Regarding treatment, oral hydroxychloroquine was administered on a compassionate use basis to 4 patients (patients with bronchiolitis, with pneumonia and with acute respiratory distress syndrome). Three of these patients presented moderate/severe conditions and had concomitant pathologies. In all of them, the disease evolution was favorable.
Finally, control PCR was carried out in 8 cases with a median of 21 days after diagnosis. Negative results were obtained in all cases. In the remaining cases (n = 18), no PCR control was performed since patients were asymptomatic or very mildly clinical, and in some cases because diagnostic tests were not available in the early stages of the pandemic. In 22 neonates, clinical follow-up was performed, or it is still ongoing. No additional issues have been reported to date.
Nosocomial COVID-19 Cases
The 14 cases occurred in 9 hospitals, as follows: single cases in 7 centers, 4 cases in 1 hospital (2 involving twins and another 2 isolated cases), and 3 cases in another hospital (1 isolated case and 2 cases in the same outbreak).
Infection-related characteristics/variables of the nosocomial COVID-19 cases are shown in Table 3.
In this group, median age at diagnosis was 14.5 (7.2–43) days. Cases were diagnosed by polymerase chain reaction (PCR) for SARS-CoV-2 in nasopharyngeal exudates (n = 13, 92.9%) or bronchoalveolar lavage (n = 1, 7.1%; intubated). In 3 patients, PCRs for SARS-CoV-2 were also performed in feces samples and in urine in one case, all of which were negative. Of the 14 cases, 5 remained asymptomatic and were detected by the study of close contacts.
Pre-existing hospital admission was due to prematurity in 8 cases, and among those born at term (n = 6; 42.85%), hospital admission was due to surgical-related causes in 2 patients, hypoxic-ischemic encephalopathy in 1 patient, Gram-negative sepsis in 1 patient, dehydration in 1 patient, and for social reasons in 1 patient. Ten newborns had been admitted to the NIMCU and 4 to the NICU.

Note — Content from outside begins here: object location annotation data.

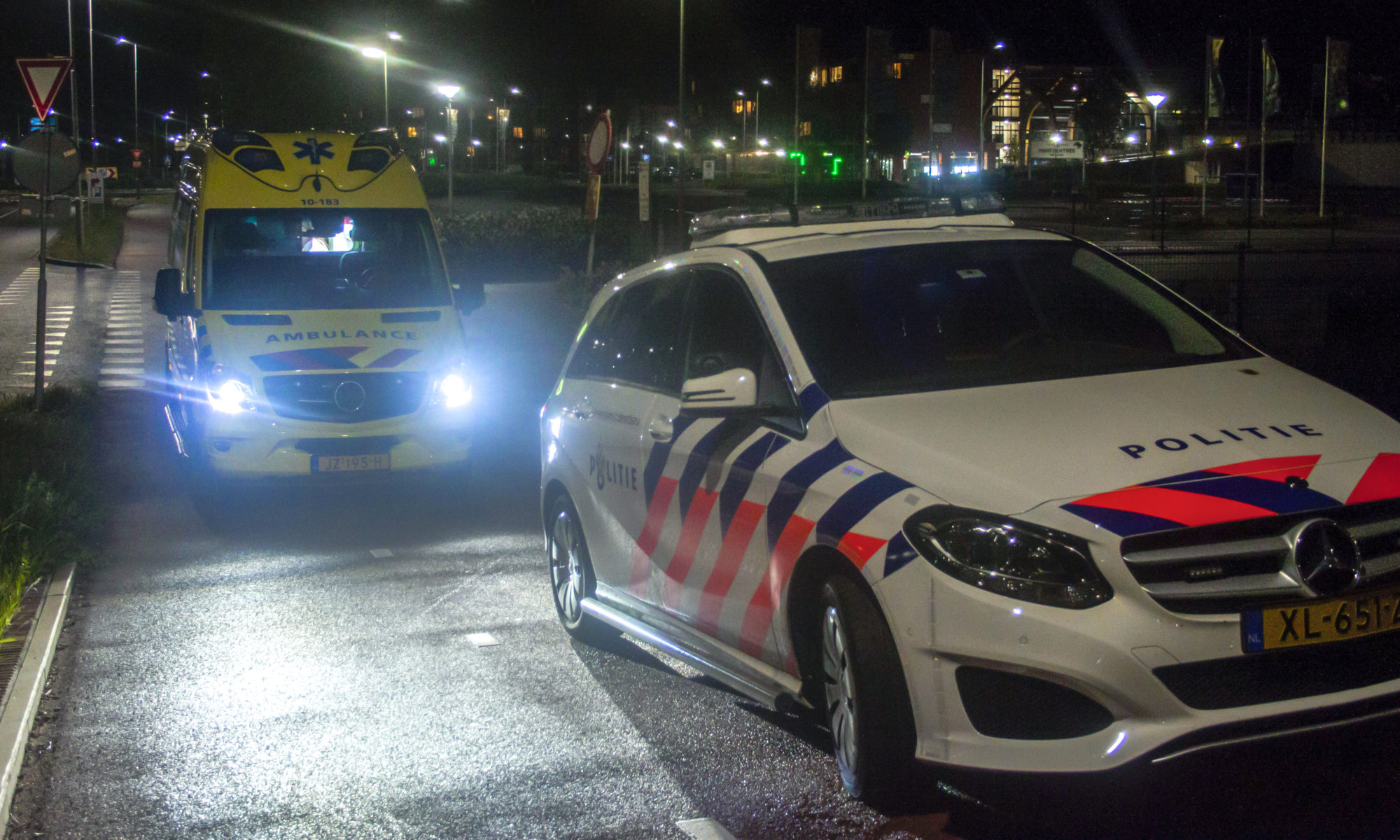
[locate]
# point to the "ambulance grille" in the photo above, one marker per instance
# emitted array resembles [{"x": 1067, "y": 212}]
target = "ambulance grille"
[
  {"x": 1234, "y": 566},
  {"x": 362, "y": 397}
]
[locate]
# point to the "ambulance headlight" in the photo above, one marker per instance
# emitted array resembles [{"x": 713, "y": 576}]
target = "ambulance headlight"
[
  {"x": 1010, "y": 558},
  {"x": 454, "y": 390},
  {"x": 230, "y": 397}
]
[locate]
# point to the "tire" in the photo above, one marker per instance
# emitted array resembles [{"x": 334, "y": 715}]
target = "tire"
[
  {"x": 867, "y": 699},
  {"x": 572, "y": 573}
]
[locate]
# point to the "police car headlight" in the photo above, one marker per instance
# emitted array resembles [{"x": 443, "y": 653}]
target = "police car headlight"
[
  {"x": 454, "y": 390},
  {"x": 230, "y": 397},
  {"x": 1010, "y": 558}
]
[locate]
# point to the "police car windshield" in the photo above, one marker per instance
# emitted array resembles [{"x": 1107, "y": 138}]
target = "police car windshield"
[
  {"x": 321, "y": 260},
  {"x": 969, "y": 314}
]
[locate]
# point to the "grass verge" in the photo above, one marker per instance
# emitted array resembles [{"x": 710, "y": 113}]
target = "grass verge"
[
  {"x": 48, "y": 498},
  {"x": 102, "y": 243}
]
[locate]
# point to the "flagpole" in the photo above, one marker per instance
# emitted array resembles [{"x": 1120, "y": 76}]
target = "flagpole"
[
  {"x": 1326, "y": 96},
  {"x": 1206, "y": 130},
  {"x": 797, "y": 93},
  {"x": 1264, "y": 117}
]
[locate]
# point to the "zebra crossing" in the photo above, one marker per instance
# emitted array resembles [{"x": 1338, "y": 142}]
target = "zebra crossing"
[
  {"x": 23, "y": 288},
  {"x": 55, "y": 331},
  {"x": 124, "y": 346}
]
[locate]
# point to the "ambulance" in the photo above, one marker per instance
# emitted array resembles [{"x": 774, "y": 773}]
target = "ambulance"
[
  {"x": 974, "y": 495},
  {"x": 314, "y": 330}
]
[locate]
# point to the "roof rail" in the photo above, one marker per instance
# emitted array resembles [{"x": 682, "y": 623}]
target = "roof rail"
[{"x": 732, "y": 219}]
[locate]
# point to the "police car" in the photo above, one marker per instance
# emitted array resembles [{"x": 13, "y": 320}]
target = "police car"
[{"x": 983, "y": 496}]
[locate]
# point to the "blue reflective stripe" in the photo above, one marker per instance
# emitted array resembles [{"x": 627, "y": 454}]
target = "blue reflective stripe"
[
  {"x": 660, "y": 453},
  {"x": 741, "y": 475},
  {"x": 699, "y": 461},
  {"x": 898, "y": 554},
  {"x": 856, "y": 505},
  {"x": 1122, "y": 523},
  {"x": 794, "y": 484}
]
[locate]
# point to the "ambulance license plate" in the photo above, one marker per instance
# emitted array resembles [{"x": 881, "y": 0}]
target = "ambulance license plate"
[
  {"x": 1296, "y": 625},
  {"x": 349, "y": 463}
]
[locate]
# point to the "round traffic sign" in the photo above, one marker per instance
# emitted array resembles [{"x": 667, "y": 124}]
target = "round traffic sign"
[
  {"x": 46, "y": 155},
  {"x": 600, "y": 144}
]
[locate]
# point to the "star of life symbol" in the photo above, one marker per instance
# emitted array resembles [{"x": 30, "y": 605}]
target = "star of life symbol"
[{"x": 314, "y": 150}]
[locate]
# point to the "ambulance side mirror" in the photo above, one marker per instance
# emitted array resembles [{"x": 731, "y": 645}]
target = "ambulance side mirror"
[{"x": 170, "y": 300}]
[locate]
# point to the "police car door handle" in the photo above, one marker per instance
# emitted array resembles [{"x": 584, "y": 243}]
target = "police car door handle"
[{"x": 662, "y": 429}]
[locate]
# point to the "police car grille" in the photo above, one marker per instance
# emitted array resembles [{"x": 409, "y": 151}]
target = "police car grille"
[
  {"x": 1234, "y": 566},
  {"x": 313, "y": 397}
]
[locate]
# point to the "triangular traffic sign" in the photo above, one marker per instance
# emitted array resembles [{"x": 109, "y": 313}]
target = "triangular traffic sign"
[{"x": 44, "y": 78}]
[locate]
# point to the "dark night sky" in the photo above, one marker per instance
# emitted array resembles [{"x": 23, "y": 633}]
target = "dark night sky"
[{"x": 281, "y": 64}]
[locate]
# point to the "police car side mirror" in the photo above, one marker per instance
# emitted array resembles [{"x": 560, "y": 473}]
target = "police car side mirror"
[
  {"x": 737, "y": 388},
  {"x": 170, "y": 300}
]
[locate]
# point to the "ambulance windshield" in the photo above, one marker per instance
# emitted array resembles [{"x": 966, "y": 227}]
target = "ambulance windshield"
[{"x": 321, "y": 260}]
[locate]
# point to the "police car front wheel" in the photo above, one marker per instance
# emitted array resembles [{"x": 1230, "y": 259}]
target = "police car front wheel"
[
  {"x": 867, "y": 701},
  {"x": 572, "y": 572}
]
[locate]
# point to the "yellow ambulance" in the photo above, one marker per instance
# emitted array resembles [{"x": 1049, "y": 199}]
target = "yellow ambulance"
[{"x": 313, "y": 324}]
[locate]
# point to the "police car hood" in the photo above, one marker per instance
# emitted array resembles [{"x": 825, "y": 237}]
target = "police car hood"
[
  {"x": 324, "y": 341},
  {"x": 1139, "y": 451}
]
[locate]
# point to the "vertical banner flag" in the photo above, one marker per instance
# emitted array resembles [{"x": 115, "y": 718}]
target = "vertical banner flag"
[
  {"x": 1272, "y": 102},
  {"x": 1338, "y": 75},
  {"x": 1216, "y": 90}
]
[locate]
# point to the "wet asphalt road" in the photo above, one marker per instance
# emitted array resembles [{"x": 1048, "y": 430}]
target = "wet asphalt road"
[{"x": 302, "y": 664}]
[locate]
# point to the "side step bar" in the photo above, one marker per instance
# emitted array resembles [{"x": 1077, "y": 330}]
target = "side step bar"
[{"x": 769, "y": 692}]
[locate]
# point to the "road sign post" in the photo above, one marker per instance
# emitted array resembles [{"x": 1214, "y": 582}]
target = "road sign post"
[
  {"x": 598, "y": 145},
  {"x": 43, "y": 79}
]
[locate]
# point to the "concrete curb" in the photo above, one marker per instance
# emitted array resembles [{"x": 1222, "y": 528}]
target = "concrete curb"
[{"x": 29, "y": 685}]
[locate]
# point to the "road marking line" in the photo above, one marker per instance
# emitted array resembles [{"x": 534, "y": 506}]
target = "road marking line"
[
  {"x": 484, "y": 639},
  {"x": 705, "y": 830}
]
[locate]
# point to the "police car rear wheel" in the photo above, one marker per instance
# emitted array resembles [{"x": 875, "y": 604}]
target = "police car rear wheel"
[
  {"x": 572, "y": 572},
  {"x": 867, "y": 701}
]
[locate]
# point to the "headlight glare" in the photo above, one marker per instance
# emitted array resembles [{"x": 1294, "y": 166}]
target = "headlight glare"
[
  {"x": 1010, "y": 558},
  {"x": 230, "y": 397},
  {"x": 454, "y": 391}
]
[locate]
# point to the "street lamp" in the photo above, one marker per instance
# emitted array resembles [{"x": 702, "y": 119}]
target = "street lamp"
[
  {"x": 136, "y": 114},
  {"x": 450, "y": 92},
  {"x": 758, "y": 93},
  {"x": 982, "y": 111},
  {"x": 1156, "y": 100},
  {"x": 744, "y": 122}
]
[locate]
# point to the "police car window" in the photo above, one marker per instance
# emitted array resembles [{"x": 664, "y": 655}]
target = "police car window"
[
  {"x": 594, "y": 346},
  {"x": 727, "y": 332},
  {"x": 321, "y": 260},
  {"x": 971, "y": 314},
  {"x": 642, "y": 342}
]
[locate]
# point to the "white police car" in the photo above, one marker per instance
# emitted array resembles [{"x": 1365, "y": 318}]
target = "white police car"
[{"x": 985, "y": 496}]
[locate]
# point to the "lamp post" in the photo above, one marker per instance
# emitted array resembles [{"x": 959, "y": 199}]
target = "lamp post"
[
  {"x": 982, "y": 113},
  {"x": 1156, "y": 100},
  {"x": 450, "y": 92},
  {"x": 136, "y": 114},
  {"x": 744, "y": 122}
]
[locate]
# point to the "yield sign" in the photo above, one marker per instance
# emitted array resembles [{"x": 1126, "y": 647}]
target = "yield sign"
[{"x": 44, "y": 78}]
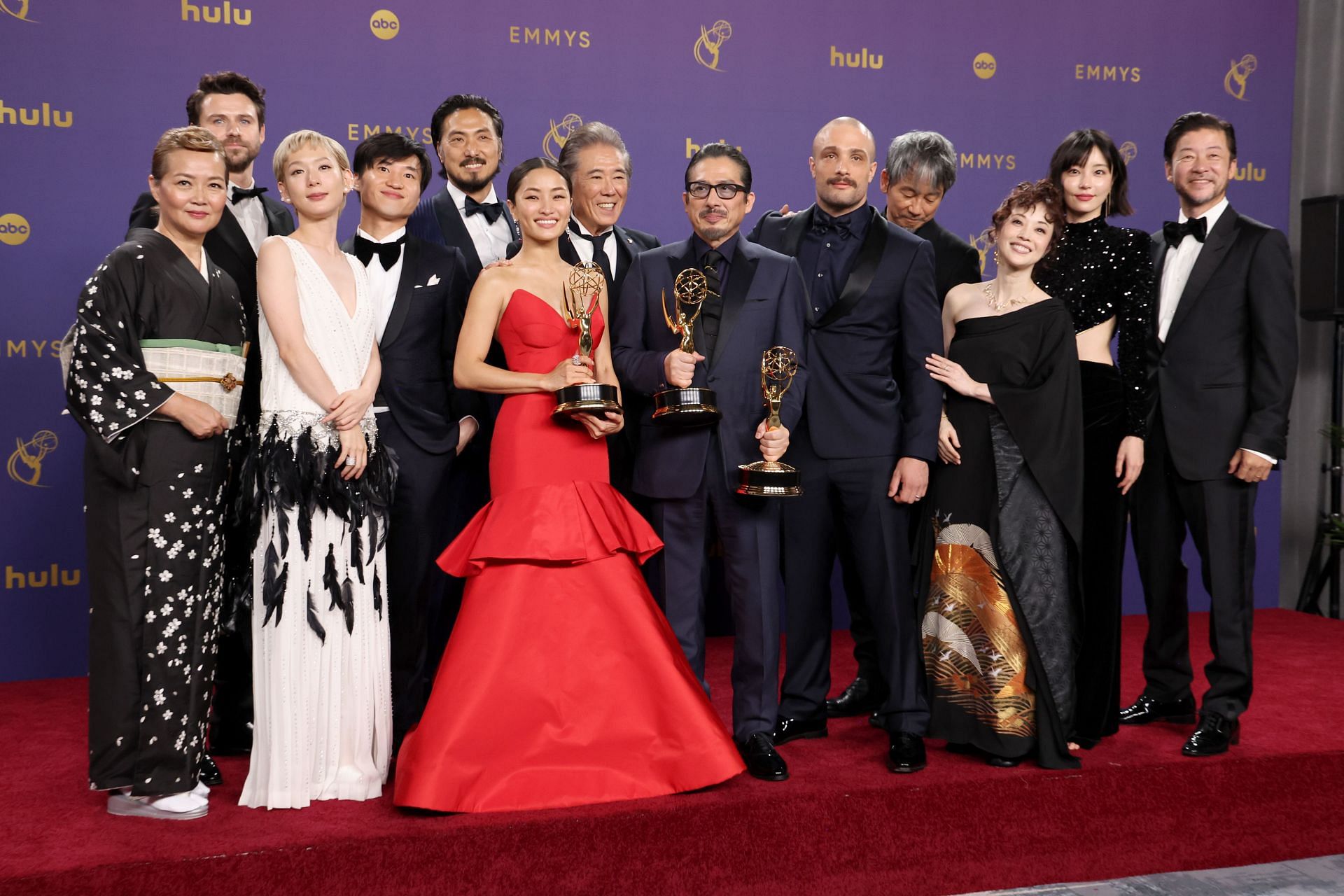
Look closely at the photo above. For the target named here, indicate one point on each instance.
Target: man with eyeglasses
(869, 433)
(690, 476)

In symptomatic neonates (n = 9; 64.29%), main clinical diagnoses were upper respiratory airway infection in 5 patients, febrile syndrome in 2 patients, acute gastroenteritis in 1 patient, and dehydration in 1 patient.
Mothers (n = 6, 42.9%) and health professionals (n = 6, 42.9%) were the main possible source of infection.
Laboratory tests were performed in 12 neonates. One case of leukopenia, 2 cases of lymphopenia and 1 case of thrombopenia (co-infection with a Gram-negative bacillus) were detected. No other laboratory test abnormalities were detected. Chest X-rays were performed only in 8 patients, half of which were normal. In the four remaining cases, SARS-CoV-2 infection-related radiological patterns were identified.
COVID-19-related non-invasive respiratory support was required in only one case. Conventional intermittent positive pressure ventilation was applied previously to SARS-CoV-2 infection in one case.
Regarding treatment, oral hydroxychloroquine was administered to 2 patients (preterm twins with severe combined immunodeficiency and congenital cytomegalovirus infection).
Finally, a control PCR was carried out in 10 cases, between 2 and 30 days (median 11 days) after diagnosis. Negative results were obtained in all cases. Clinical follow-up was performed or is still ongoing in all 14 neonates with nosocomial disease. No additional issues have been reported to date.
Discussion
In this study, a large series of neonatal cases with community-acquired or nosocomial (hospital-acquired) COVID-19 is presented.
Firstly, and similar to reports from other series including neonates (31), a prevalence of male patients has been determined, although the implication of this finding remains unclear. To date, although it has been suggested among adults that men with COVID-19 are at higher risk for worse outcomes and death regardless of their age, no differences in terms of prevalence have been registered (32).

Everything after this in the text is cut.